If an Operator wishes to hold and trade in these unit types, they can open a Person (Organisation) Holding Account in the National Registry.
1.5 Percentage Limits
In Ireland, the percentage limit has been specified on a sector basis as follows:
- General – 5%
- Cement – 11%
- Powergen – 11%
This percentage limit applies for each installation and is calculated as follows:
- Allocation x 5 years x relevant percentage limit = total units available for surrender;
- These units can be surrendered at one time or spread over the commitment period up to this surrender limit;
- For installations covering more than one sector, the percentage limit will be calculated on a pro rata basis by applying the correct percentage to the portion of the allocation determined in respect of each sector.
2. Glossary
- UNFCCC: The United Nations Framework Convention on Climate Change
- Kyoto Protocol: A Protocol to the United Nations Framework Convention on Climate Change adopted in Kyoto, Japan, in December 1997. The Kyoto Protocol entered into force on 16 February 2005.

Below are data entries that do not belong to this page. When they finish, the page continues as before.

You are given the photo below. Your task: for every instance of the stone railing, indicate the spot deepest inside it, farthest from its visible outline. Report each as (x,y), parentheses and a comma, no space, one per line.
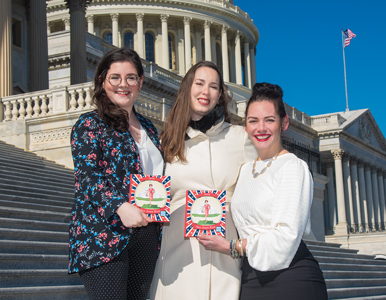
(79,97)
(297,115)
(335,119)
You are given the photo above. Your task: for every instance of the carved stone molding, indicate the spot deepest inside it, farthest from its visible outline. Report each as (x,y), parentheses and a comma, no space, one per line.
(139,16)
(164,18)
(337,153)
(187,20)
(90,18)
(114,17)
(77,5)
(51,135)
(207,24)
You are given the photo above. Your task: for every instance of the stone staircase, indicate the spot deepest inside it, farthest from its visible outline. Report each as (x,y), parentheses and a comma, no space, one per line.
(36,196)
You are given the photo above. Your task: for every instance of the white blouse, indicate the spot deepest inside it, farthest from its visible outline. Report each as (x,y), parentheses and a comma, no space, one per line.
(151,158)
(272,211)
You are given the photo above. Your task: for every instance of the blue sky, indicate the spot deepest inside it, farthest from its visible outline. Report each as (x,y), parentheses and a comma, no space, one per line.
(300,49)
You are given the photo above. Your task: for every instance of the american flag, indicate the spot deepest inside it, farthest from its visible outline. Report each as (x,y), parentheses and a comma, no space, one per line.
(348,35)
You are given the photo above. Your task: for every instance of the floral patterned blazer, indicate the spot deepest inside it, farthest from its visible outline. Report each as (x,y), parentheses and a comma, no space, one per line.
(103,161)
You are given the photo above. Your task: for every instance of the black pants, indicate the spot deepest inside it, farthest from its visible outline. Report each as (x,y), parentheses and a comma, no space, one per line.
(127,276)
(302,280)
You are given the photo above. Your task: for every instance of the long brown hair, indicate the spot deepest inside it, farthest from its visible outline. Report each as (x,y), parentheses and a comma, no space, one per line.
(173,135)
(109,112)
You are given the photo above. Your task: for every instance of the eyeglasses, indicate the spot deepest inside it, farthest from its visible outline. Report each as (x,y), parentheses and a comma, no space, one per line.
(115,80)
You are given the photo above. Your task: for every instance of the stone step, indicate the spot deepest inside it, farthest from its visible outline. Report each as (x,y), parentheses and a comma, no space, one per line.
(340,254)
(383,297)
(54,176)
(32,261)
(319,243)
(332,249)
(36,163)
(43,277)
(347,293)
(33,247)
(333,274)
(33,224)
(31,214)
(65,207)
(8,194)
(60,292)
(12,181)
(342,260)
(64,202)
(362,282)
(352,267)
(23,167)
(33,235)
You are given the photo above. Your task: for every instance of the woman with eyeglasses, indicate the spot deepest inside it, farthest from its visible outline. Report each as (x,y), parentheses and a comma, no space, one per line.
(113,245)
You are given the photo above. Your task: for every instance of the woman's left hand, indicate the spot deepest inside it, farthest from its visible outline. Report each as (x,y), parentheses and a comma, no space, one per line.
(215,243)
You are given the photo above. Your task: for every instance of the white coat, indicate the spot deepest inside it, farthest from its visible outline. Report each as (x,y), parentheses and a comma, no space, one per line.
(185,270)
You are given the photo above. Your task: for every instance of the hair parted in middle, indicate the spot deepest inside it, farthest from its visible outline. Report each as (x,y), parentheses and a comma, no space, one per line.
(173,135)
(109,112)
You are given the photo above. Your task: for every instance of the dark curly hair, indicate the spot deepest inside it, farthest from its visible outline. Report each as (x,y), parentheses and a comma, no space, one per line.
(109,112)
(268,92)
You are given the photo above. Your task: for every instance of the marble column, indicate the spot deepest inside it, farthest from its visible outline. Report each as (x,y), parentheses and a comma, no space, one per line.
(6,82)
(224,51)
(49,24)
(253,66)
(165,42)
(363,196)
(208,48)
(78,41)
(140,36)
(356,196)
(90,23)
(377,215)
(38,46)
(331,195)
(239,72)
(181,48)
(114,27)
(67,22)
(198,34)
(348,192)
(341,227)
(213,34)
(381,190)
(188,44)
(247,65)
(369,195)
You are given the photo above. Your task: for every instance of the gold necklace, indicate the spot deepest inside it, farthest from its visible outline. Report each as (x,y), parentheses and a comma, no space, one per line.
(256,174)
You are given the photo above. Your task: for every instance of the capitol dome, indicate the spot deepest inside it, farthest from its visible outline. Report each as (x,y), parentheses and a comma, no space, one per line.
(218,31)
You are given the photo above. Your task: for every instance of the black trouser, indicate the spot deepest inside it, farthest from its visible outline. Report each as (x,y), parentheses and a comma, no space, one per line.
(302,280)
(129,275)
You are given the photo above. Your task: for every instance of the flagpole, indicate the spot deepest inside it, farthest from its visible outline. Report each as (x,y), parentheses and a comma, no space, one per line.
(345,79)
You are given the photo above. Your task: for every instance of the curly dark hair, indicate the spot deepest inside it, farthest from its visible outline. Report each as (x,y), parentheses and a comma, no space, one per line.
(109,112)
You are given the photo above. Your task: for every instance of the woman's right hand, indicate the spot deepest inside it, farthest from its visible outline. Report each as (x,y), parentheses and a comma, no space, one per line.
(132,216)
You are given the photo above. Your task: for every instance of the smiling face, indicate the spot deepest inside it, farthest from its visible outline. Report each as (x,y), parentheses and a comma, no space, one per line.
(122,95)
(205,92)
(264,128)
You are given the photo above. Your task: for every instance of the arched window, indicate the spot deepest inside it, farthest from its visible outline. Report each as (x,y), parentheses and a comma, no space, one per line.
(219,57)
(149,44)
(203,48)
(172,51)
(108,37)
(128,40)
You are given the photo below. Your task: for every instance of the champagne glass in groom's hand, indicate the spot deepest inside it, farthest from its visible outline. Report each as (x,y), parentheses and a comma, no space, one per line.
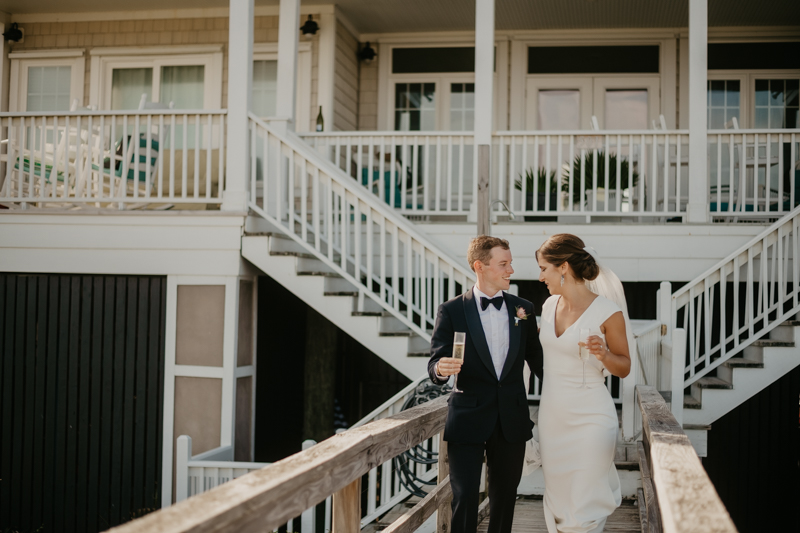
(459,340)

- Marrakesh Accords: The rules and requirements for implementation of the Kyoto Protocol.
- Annex I: The annex to the UNFCCC specifying which developed country Parties have committed themselves to limiting anthropogenic emissions and enhancing their GHG sinks and reservoirs.
- Non-Annex I: Parties not included in Annex I to the UNFCCC (i.e. developing countries).

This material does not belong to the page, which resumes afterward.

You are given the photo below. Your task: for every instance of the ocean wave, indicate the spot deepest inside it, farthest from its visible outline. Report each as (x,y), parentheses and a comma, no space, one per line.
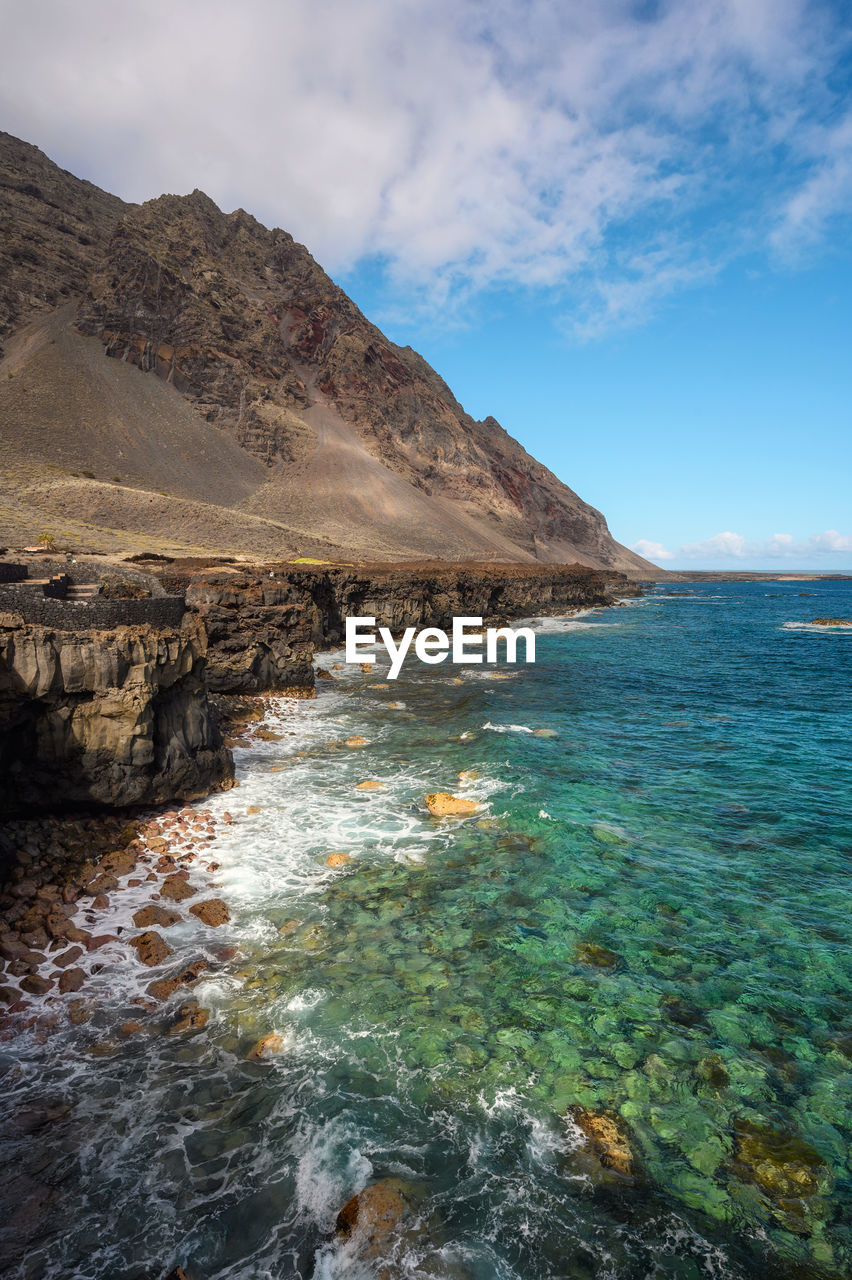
(819,629)
(508,728)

- Annex B: Targets. The annex to the Kyoto Protocol that specifies the emission limitation and reduction commitment for each Party included in Annex I as a percentage of that Party’s emissions in its base year or period. (EU 27 + European Community, USA [1], Canada, Japan, Switzerland, Croatia, New Zealand, Russian Federation, Ukraine, Norway, Australia, Iceland, Belarus).
- Joint Implementation (JI): Joint implementation is a project-based mechanism in which one Annex I Party can invest in a project that reduces emissions or enhances sequestration in another Annex I Party.
- Clean Development Mechanism: The CDM is also a project-based mechanism. CDM credits are issued in respect of project activities undertaken in non-Annex I countries.
3. Units
Assigned amount units (AAUs): issued by Annex B Parties on the basis of their assigned amount (equivalent to their target).
Removal units (RMUs): issued by Annex B Parties on the basis of their land use, land-use change and forestry (LULUCF) activities.
Emission reduction units (ERUs): converted from AAUs or RMUs by Annex B Parties on the basis of JI projects.
Certified emissions reductions (CERs): issued in respect of CDM project activities.
Temporary certified emission reductions (tCERs): issued in respect of afforestation or reforestation CDM project activities.
Long-term certified emission reductions (lCERs): issued in respect of afforestation or reforestation CDM project activities.
EU Allowance (EUA): issued by EU Member States by converting one AAU into one EUA for the purposes of participation in the EU Emissions Trading Scheme (in the registry now titled EUA_AAU).